Mention a small B.C. island during July and most people assume sun, sand and vacation.
For Cameron Garrett, the memorable times on Penelakut Island will revolve around patients. From July 7-10, the UBC Dentistry student – along with 23 other volunteers – will be donating his time and skills to the people of the Penelakut First Nation.
Penelakut Island is the former site of a residential school with a population of 350. To reach the nine-square kilometre island, one must take a ferry from Chemainus, a small town on the east coast of Vancouver Island.
Garrett explains that he jumped at the chance to volunteer again after being a part of the inaugural volunteer community clinic that took place last July.
“We were the first group of non-natives to be invited to provide healthcare on the island. We want to further develop that trust,” says Garrett, who is entering his fourth and final year in the doctor of dental medicine program this fall.
Last year, the clinic treated close to 70 Penelakut First Nation patients.
“One of the big things we wanted to do when we started this project,” says Garrett, “was to provide continuance of care. I’m really excited about seeing the kind of impact we had from last year.”
Penelakut Island teacher Karen Milanese, a key organizer for the clinics, says the community is keenly anticipating the team’s return – not only for dental work, but also for the warmth and kindness of the volunteers. “What the community really found impressive was how genuine and respectful the students are. They’re so welcoming.”
Similar to last year, the volunteers will be transporting all the necessary supplies and equipment to and from Penelakut Island. They will then set up a triage-style clinic in the elementary school gymnasium, using portable dental chairs, bottles of sterile water and air compressors to power up equipment such as dental drills. The volunteer team includes dental and dental hygiene students, professors and alumni from the Faculty of Dentistry.
If last summer is anything to go by, says Garrett, the mood will be relaxed and upbeat despite everyone working flat out for long hours. “There tends to be a good flow. Our mentors are jazzed because they’re sharing their knowledge and see how excited the students are about completing a procedure. And the patients are getting treatment that they wouldn’t be able to access otherwise.”
Of special value to the students are the large numbers of mentors on hand, adds Garrett. “There’s a high ratio of profs or dentists to students, so anytime we’re dealing with something new or have questions, they’re right there at our side.”
Part-time clinical instructor and UBC alumnus Dr. Gary Sutton says these experiences are vital for introducing students “to the real world beyond fixing teeth.”

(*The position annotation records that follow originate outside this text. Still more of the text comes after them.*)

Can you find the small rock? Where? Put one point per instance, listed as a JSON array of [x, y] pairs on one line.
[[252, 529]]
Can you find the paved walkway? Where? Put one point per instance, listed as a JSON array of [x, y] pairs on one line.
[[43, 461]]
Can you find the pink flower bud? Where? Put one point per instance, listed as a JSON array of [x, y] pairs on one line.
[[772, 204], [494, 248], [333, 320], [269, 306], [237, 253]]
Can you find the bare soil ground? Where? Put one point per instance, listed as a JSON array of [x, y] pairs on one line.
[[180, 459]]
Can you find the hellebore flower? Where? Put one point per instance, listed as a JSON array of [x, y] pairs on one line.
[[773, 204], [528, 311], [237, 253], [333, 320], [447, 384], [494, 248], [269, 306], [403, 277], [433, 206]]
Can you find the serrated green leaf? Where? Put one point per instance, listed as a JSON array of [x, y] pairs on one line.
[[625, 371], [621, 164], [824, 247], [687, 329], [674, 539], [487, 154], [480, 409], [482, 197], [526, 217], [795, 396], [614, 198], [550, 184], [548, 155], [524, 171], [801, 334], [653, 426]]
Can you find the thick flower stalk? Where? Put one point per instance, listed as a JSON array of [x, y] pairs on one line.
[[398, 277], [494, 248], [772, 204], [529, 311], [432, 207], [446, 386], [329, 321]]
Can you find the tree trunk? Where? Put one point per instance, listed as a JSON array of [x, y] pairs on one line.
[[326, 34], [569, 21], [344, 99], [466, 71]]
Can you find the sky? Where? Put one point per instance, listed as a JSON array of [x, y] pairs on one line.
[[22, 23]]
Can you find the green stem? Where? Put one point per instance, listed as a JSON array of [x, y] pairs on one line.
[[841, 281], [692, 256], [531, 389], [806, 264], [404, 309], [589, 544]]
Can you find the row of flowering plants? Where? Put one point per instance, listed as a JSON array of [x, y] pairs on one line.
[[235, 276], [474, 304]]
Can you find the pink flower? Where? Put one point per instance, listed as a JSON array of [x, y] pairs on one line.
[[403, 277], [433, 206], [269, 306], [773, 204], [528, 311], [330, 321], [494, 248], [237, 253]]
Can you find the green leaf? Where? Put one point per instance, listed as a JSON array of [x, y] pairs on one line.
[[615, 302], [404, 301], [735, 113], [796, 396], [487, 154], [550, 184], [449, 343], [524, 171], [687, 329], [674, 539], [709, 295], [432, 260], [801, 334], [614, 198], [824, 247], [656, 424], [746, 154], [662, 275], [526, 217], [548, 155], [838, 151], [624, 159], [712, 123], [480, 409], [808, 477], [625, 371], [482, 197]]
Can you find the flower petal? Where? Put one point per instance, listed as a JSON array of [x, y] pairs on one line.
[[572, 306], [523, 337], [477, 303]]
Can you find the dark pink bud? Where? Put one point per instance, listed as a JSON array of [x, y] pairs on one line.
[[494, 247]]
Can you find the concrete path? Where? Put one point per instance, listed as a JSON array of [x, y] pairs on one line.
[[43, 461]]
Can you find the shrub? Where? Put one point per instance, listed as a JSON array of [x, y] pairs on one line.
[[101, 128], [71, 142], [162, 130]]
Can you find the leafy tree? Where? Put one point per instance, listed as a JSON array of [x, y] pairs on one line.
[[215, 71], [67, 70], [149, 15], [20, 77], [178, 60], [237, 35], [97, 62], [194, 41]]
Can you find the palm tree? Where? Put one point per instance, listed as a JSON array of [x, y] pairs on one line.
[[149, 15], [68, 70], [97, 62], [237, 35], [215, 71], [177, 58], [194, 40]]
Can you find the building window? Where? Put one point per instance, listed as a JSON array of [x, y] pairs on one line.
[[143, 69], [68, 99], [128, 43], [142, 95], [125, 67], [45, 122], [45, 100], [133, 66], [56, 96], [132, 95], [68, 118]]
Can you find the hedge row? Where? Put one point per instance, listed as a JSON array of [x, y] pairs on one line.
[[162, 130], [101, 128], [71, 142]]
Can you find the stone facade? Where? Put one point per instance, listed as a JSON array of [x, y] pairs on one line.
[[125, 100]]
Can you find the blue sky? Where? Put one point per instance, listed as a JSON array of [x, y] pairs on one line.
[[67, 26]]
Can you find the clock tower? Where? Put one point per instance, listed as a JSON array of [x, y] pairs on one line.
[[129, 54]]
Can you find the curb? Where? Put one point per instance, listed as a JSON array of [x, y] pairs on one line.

“A mission like this bridges the isolation felt by the First Nations towards the profession,” says Sutton, who also volunteered last year. “Being invited back into this community builds on the trust in the friendship and it’s a different kind of dentistry. The whole family is involved and present during treatment.”
Treating family groups also helped students to understand more about generational patterns of oral health care or neglect, says Garrett.
“If the parents only have a few fillings than the children generally have good brushing habits.”
However, bad habits would be evidenced by rampant tooth decay among the adults and children. “It was the first time that I saw ‘bottle mouth,’” says Garrett, “which is the effect when toddlers are left to nurse for really long periods with a bottle filled with milk, juice, or worse case, soda pop. The sugars rot their baby teeth.”
Garrett says the team hopes its efforts will inspire greater numbers of dental missions for under-served populations in rural and remote communities throughout B.C.
He says, “It’s a brilliant idea because volunteers can easily commit to a four-day mission especially if the location is close to where they live and doesn’t require much travel time.”
The Penelakut Island community dental clinic is the brainchild of UBC alumnus Dr. Doug Nielsen. He brings extensive experience as one of the founders of the Vancouver-based Dental Mission Project, which provides portable supplies and equipment to dental professionals who want to organize volunteer clinics in Canadian and international communities.